What You Need To Know About Baidu
Baidu is the Google of China, commanding an unprecedented 63% of the search engine market share with over 4 billion searches in Q4 of 2011.
Before you get excited on the prospect of marketing through Baidu, there is a lot to understand about this major search engine overseas:
What is Baidu, Should I Care?
Baidu was founded in 2000 and has since become the major search engine within China. Their search index has grown to more than 700 million websites while their internal network which uses the Baidu Union partner platform (think: Google Adsense) has grown to more than 230,000.
In terms of opportunities, Baidu has much of the same offerings as Google here in the Western world.
Baidu has a very large advertising network consisting of P4P (pay for placement), ProTheme (contextual links for subscribers of the service), Baidu TV (video advertisements), Baidu Union (search box, toolbar, and sponsored links).
Should you care though? Perhaps. The Eastern world is emerging with technology and has a lot of untapped opportunities compared to the stiff competition in the West; placement in a major search engine such as Baidu can have great returns through their advertising network and doing proper SEO for the search engine.

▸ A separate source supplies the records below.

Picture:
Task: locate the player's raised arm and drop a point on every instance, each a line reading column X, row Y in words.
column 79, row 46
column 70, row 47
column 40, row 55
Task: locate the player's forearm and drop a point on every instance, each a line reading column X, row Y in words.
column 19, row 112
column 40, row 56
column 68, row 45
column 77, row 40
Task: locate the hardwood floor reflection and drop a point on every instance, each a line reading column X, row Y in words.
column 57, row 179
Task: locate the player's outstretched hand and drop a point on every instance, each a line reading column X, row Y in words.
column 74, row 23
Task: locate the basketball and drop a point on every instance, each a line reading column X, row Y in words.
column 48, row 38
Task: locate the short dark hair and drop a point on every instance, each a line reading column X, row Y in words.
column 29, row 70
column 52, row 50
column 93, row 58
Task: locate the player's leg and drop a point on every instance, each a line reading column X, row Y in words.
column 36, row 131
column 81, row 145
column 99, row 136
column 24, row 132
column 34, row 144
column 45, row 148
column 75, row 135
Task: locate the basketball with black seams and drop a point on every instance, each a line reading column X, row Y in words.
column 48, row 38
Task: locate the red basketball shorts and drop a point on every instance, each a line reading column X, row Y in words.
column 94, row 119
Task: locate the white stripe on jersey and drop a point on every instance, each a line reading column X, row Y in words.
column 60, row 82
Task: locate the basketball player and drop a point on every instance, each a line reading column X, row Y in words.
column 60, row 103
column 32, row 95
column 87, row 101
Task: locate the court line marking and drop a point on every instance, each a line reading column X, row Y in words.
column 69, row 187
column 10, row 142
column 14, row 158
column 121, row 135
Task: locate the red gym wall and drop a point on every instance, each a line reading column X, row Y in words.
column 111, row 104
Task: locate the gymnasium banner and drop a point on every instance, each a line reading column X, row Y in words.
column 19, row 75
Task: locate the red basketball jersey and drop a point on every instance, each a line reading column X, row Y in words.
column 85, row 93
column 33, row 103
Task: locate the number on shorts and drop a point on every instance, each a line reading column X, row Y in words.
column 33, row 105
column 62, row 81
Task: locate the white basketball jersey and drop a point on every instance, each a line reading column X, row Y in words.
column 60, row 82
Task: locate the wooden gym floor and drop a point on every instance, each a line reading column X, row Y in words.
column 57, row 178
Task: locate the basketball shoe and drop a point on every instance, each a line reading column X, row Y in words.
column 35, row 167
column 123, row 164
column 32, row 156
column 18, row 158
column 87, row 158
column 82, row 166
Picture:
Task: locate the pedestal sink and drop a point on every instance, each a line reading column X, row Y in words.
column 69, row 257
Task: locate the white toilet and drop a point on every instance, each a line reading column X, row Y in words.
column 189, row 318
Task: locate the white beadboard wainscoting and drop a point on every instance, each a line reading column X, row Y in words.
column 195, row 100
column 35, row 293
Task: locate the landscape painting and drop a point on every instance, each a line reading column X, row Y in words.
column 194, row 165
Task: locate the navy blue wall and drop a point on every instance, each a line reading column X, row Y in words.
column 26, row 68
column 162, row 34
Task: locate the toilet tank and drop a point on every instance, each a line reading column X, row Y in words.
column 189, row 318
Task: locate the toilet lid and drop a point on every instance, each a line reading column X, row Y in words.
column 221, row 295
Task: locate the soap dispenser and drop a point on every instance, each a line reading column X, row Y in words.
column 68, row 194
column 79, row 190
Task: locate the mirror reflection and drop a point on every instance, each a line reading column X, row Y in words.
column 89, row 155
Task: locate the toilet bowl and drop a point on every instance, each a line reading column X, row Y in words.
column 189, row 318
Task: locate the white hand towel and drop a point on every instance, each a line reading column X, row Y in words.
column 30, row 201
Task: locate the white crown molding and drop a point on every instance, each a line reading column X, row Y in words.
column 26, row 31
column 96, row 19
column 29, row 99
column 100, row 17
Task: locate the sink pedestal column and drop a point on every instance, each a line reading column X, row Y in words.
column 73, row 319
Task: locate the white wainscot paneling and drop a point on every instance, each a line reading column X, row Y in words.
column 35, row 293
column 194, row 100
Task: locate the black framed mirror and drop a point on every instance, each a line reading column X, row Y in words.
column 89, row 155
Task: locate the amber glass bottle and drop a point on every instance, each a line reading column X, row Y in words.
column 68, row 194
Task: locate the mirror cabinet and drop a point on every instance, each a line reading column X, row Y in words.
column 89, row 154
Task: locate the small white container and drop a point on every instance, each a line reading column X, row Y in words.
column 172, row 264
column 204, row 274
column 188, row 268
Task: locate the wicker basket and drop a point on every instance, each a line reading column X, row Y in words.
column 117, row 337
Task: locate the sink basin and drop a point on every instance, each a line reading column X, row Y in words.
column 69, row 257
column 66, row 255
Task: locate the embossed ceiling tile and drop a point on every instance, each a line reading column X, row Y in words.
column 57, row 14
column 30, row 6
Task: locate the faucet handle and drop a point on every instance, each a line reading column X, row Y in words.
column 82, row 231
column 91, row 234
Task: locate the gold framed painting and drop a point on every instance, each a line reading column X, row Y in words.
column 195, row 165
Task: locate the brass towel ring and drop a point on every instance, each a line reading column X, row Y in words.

However, one hurdle to overcome is that the search engine is in Chinese which definitely makes it difficult to mass translate your existing content and product offers for the platform.
Implications with Baidu
Here’s where things start to fall apart:
- Baidu has an “illegal” PPC advertising platform that doesn’t just stop at ads in search results but actually allows companies to buy contextual listings (as in, you can il-legally buy #1 position). This may sound like a blessing but can raise some major legal implications down the road due to unfair business practices.
- Baidu has patented a “DNA copyright” technology which automatically scans files uploaded by users (and businesses) and will remove them if they break copyright law. Despite your best efforts in creating original content, your products and content may be taken down simply because of China’s extreme angle on censorship.
China has one of the strictest policies about online information and place many firewalls and blocks on many websites the government deams inappropriate for their citizens. Your business may fit but it’s very risky considering the swing decisions made by the Chinese government.
What do you think? Do the rewards outweigh the risks?